The JMM’s victory has shifted some edge from the BJP to the former for the presidential polls in July. “We want a good president and our alliance with the BJP has no bearing on our choice. No one has approached us so far but we know many names are doing the rounds,” he said, adding, “Dada bhale aadmi hain (Finance minister Pranab Mukherjee is a good man).”
He said if there was a good minority candidate, then the JMM would support him as it was their ideology to back weaker sections. “Whatever the choice, the party will decide,” said Baitha.

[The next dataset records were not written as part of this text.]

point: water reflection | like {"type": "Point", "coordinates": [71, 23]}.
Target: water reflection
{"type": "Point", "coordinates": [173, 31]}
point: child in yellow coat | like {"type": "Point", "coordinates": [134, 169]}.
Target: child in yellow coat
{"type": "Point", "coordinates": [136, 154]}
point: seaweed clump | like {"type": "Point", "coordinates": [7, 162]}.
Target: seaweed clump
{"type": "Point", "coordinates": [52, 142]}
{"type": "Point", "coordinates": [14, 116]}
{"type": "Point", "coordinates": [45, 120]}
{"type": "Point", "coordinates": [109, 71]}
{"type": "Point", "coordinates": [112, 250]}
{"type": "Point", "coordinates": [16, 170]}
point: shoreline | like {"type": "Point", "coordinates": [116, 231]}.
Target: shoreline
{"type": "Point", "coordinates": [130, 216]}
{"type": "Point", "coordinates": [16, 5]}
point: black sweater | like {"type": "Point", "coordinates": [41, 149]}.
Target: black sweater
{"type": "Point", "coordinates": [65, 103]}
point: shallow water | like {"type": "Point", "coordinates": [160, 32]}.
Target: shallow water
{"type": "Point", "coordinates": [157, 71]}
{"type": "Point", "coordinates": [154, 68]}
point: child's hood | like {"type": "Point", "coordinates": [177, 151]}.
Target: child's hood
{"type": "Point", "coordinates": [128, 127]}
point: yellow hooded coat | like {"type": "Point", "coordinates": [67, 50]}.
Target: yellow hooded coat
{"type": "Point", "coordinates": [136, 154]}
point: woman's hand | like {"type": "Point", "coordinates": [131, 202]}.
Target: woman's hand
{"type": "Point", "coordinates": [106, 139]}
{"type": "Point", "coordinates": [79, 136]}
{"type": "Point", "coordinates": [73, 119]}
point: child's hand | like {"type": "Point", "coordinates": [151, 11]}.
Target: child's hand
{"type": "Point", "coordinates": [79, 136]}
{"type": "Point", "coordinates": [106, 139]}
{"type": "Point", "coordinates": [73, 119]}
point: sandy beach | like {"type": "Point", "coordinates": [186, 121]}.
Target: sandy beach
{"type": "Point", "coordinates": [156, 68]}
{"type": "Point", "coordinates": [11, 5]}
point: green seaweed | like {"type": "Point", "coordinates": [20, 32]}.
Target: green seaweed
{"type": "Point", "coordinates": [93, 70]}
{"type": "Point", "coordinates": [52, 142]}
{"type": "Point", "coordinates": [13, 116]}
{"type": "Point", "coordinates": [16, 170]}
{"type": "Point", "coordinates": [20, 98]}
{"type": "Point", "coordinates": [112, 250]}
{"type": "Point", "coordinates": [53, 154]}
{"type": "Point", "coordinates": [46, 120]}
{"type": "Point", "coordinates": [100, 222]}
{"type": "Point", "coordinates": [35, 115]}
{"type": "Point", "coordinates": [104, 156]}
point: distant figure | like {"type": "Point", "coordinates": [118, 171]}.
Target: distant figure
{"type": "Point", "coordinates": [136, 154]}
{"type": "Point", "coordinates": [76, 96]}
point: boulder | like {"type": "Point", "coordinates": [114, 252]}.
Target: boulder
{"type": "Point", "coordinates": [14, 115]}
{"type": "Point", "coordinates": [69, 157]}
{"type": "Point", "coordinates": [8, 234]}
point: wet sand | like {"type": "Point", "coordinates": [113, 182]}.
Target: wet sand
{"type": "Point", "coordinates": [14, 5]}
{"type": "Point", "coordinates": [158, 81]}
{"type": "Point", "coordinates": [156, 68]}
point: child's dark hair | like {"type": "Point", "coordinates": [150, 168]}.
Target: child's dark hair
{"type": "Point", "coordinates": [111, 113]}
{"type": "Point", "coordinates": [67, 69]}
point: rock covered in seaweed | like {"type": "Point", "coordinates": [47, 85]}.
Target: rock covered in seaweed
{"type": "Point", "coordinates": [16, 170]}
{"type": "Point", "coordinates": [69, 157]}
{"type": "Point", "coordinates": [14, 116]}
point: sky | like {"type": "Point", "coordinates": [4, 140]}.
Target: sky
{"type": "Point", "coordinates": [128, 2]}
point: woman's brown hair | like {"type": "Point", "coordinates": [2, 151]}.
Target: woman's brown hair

Baitha, a former Maoist zonal commander, is the most visible face of the party in Parliament. Elected while in prison in 2009, he was released on bail last year from Bihar’s Bhabhua jail.
Before Kumar was elected, Baitha and his party chief Shibu Soren were the JMM’s only representation in Parliament. While Soren’s interests in Jharkhand have kept him away from every debate, it is Baitha’s rustic and blunt arguments which voice the JMM’s views here. Recently he was in the news for allegedly roughing up an engineer in Garhwa.
Before getting ready for Parliament, Baitha agreed to speak his mind. “I joined and quit the Maoists on my own. I never claimed any reward. In fact, I spent five years in jail accused of crimes the Maoists committed. Everyone in Delhi has an opinion on how to fight them. I believe you can never defeat them with the gun. As long as inequality and deprivation continue; as long as jobs in all the factories and projects on Adivasi land go to outsiders, youths will keep enlisting in the rebel army. I know. I was one of them.”